CO (g) + Cl2 (g) ↔ COCl2 (g
In one experiment, 0.93 bar of CO was combined with 1.01 bars of Cl¬2 in a reaction vessel at 700K. After the system reached equilibrium, the total pressure was 1.24 bars. Calculate Kp0 for the system.
To calculate Kp0 for the system, we need to know the equilibrium partial pressures of CO, Cl2, and COCl2.
Given:
Initial pressure of CO, PCO = 0.93 bar
Initial pressure of Cl2, PCl2 = 1.01 bar
Total pressure at equilibrium, Ptotal = 1.24 bar
At equilibrium, let's assume the partial pressure of COCl2 is PCOCl2. The reaction stoichiometry tells us that the number of moles of COCl2 formed is the same as the number of moles of CO or Cl2 consumed.

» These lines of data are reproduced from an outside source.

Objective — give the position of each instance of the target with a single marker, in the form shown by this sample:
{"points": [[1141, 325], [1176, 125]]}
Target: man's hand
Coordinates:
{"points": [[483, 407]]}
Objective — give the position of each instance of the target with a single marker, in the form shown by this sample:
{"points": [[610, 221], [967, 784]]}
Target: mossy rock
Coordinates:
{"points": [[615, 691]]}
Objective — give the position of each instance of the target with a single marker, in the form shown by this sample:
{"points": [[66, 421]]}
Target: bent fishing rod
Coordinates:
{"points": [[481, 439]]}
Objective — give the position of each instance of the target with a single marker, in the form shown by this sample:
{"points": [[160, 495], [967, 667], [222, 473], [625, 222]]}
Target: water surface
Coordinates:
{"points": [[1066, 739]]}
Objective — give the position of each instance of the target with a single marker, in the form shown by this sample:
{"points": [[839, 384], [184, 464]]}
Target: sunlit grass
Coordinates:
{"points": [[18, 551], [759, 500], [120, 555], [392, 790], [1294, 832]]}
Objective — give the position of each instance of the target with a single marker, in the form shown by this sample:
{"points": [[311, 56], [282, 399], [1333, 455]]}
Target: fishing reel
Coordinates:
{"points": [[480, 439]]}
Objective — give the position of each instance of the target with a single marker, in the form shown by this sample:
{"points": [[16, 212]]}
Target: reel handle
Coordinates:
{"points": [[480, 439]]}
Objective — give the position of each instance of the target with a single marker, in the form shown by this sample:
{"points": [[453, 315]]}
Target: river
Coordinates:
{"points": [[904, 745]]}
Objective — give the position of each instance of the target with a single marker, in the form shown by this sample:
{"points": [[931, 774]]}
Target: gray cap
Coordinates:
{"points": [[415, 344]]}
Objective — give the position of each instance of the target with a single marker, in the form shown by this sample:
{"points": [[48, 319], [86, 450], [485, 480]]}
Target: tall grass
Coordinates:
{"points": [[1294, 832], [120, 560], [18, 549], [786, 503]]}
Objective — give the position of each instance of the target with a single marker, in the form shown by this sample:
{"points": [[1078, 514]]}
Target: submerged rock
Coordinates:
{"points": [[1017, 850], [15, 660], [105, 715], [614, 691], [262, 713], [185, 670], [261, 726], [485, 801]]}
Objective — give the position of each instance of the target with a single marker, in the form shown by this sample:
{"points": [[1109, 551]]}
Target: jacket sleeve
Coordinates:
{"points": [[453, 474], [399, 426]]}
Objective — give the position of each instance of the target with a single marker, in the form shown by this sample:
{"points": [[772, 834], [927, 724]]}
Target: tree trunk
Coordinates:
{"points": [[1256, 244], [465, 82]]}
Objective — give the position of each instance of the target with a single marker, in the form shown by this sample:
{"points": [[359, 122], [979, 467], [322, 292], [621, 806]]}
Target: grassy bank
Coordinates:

Since the reaction is at equilibrium, we can set up an ICE table (Initial, Change, Equilibrium) to determine the values we need:
CO (g) + Cl2 (g) ↔ COCl2 (g)
P | P | P
-------------------------------------------
CO | 0.93 | -x | 0.93 - x
Cl2 | 1.01 | -x | 1.01 - x
COCl2 | 0 | +x | x
Based on this table, we can write the expression for the equilibrium constant Kp0 using the partial pressures:
Kp0 = (PCOCl2) / (PCO × PCl2)
To find the value of x, we can use the equation for Dalton's Law of Partial Pressures, which states that the total pressure is the sum of the partial pressures:
Ptotal = PCO + PCl2 + PCOCl2
Substituting the given values:
1.24 bar = 0.93 bar - x + 1.01 bar - x + x
Simplifying,
1.24 bar = 1.94 bar - x
x = 1.94 bar - 1.24 bar
x = 0.7 bar
Now, let's substitute the values back into the expression for Kp0:
Kp0 = x / [(0.93 bar - x) × (1.01 bar - x)]
= 0.7 bar / [(0.93 bar - 0.7 bar) × (1.01 bar - 0.7 bar)]
Kp0 = 0.7 / (0.23 × 0.31)
= 10.04
Therefore, the value of Kp0 for the system is approximately 10.04.